I've had to buy STORE eggs! Can you imagine?! ::sigh::
Otherwise all the girls are doing their thing and settling in for the colder winter months.
The chickens forage for bits of something or another under the fallen leaves. What they find, I do not know! ::wink:: They've been finding cozy patches of warm sunlight near the trees to nap or dust bathe in pine needles. But you won't see them outside the covered fun if there's even a smidgen of snow on the ground.
And the ducks waddle out to the icy brook to swim and forage, preening afterwards. Poor Olive is still coughing occasionally and has a dry-sounding quack despite her round of antibiotics and now VetRx. But she is alert and active and definitely enjoys her dried mealworms.
With the colder weather here and the snow coming, White Pine and I wrapped up the run with plastic sheeting a month or so ago. Transparent plastic sheeting, which you can get get Lowe's or Home Depot, is wonderful for letting in sunlight but keeping out snow, freezing rain and chilly breezes. And we don't have to get into the run and shovel out mountains of snow through the season!
To give them some added insulation and warmth, I've been adding dry, fallen leaves to the run. We have an abundance of leaves and they make great bedding! Not only do they provide some insulation against the cold ground, but the hens can scratch through it for exercise, searching for scratch grains or mealworms we randomly throw in. And they'll decompose with "flock fertilizer" easily through the winter months and can be raked out and added to the garden or simply left in the run.

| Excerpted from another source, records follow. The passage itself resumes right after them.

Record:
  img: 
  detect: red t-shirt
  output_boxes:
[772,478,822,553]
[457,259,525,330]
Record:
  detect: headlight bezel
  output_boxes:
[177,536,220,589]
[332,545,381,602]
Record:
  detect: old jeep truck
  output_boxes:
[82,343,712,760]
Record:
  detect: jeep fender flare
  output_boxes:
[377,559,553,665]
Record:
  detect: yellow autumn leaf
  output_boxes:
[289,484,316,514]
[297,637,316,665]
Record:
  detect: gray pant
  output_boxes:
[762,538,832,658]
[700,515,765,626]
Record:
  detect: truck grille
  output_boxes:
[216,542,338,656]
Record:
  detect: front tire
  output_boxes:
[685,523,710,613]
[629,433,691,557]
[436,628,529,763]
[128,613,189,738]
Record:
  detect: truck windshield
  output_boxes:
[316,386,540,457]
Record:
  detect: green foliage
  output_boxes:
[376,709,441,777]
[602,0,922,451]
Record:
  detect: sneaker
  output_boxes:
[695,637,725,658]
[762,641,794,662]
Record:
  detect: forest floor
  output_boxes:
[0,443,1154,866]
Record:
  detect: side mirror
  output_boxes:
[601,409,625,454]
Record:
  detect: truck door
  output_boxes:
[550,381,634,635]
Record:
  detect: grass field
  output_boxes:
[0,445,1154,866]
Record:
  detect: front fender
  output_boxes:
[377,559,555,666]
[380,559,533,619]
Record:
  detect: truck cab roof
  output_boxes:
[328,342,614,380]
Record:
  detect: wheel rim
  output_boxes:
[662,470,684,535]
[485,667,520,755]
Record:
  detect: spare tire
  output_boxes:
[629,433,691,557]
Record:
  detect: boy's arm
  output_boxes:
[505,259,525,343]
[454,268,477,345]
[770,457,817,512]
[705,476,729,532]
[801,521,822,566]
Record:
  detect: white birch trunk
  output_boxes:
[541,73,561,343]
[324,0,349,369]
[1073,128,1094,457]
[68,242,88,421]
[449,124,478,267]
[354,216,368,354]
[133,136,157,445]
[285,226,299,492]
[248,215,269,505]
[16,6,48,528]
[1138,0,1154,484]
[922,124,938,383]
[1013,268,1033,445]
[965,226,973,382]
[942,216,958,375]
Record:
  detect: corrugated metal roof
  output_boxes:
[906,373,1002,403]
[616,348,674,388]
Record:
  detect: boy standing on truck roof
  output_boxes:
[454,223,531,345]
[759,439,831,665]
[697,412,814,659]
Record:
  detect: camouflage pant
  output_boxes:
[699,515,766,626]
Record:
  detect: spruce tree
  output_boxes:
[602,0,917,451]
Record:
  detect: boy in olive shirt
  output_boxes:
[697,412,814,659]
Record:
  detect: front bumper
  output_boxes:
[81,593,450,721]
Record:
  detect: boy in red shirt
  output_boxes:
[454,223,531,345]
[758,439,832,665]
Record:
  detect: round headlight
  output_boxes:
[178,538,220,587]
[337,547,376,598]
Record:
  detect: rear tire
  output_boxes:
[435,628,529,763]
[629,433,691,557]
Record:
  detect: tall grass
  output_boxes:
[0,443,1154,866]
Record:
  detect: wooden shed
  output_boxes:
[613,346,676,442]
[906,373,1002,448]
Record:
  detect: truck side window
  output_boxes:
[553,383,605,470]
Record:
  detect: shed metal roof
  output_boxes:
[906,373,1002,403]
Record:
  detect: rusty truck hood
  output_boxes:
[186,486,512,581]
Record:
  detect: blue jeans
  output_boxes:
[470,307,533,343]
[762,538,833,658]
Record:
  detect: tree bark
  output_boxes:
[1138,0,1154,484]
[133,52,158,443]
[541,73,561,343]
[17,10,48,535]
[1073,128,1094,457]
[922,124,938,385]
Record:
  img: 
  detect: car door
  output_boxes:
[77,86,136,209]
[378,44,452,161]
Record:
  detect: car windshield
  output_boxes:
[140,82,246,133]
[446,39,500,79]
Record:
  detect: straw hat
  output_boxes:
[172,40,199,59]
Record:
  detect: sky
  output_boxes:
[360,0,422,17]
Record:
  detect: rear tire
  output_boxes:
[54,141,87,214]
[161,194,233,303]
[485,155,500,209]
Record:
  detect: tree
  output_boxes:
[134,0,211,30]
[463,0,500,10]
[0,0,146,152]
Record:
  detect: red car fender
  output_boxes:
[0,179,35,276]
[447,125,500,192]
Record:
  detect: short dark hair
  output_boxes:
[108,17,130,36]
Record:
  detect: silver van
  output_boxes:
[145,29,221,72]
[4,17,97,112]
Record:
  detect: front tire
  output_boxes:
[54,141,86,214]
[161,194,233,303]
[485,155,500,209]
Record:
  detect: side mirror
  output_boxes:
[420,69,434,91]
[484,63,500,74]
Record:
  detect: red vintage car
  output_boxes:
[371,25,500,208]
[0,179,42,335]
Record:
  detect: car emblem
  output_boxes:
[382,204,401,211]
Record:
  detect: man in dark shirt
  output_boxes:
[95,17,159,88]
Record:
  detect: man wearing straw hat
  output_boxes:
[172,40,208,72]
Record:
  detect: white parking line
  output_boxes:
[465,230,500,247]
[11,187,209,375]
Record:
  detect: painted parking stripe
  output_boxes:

We've begun "deep litter" inside the coop. Our coop does not have electricity as we believe its better to keep things as "au natural" as possible (while still protecting our flock) and so it's unheated. "Deep litter" is a method of allowing straw to compost inside the coop over the winter, releasing warmth in the process, and in the spring providing seasoned fertilizer for the garden. (Read more about "deep litter" on Fresh Eggs Daily.) Believe it or not, done right, "deep litter" isn't smelly at all.
Now, if only they would stay laying eggs again! ::sigh::
ETA: Guess what? I was surprised and excited to see our FIRST EGG since molting started this morning on the coop floor!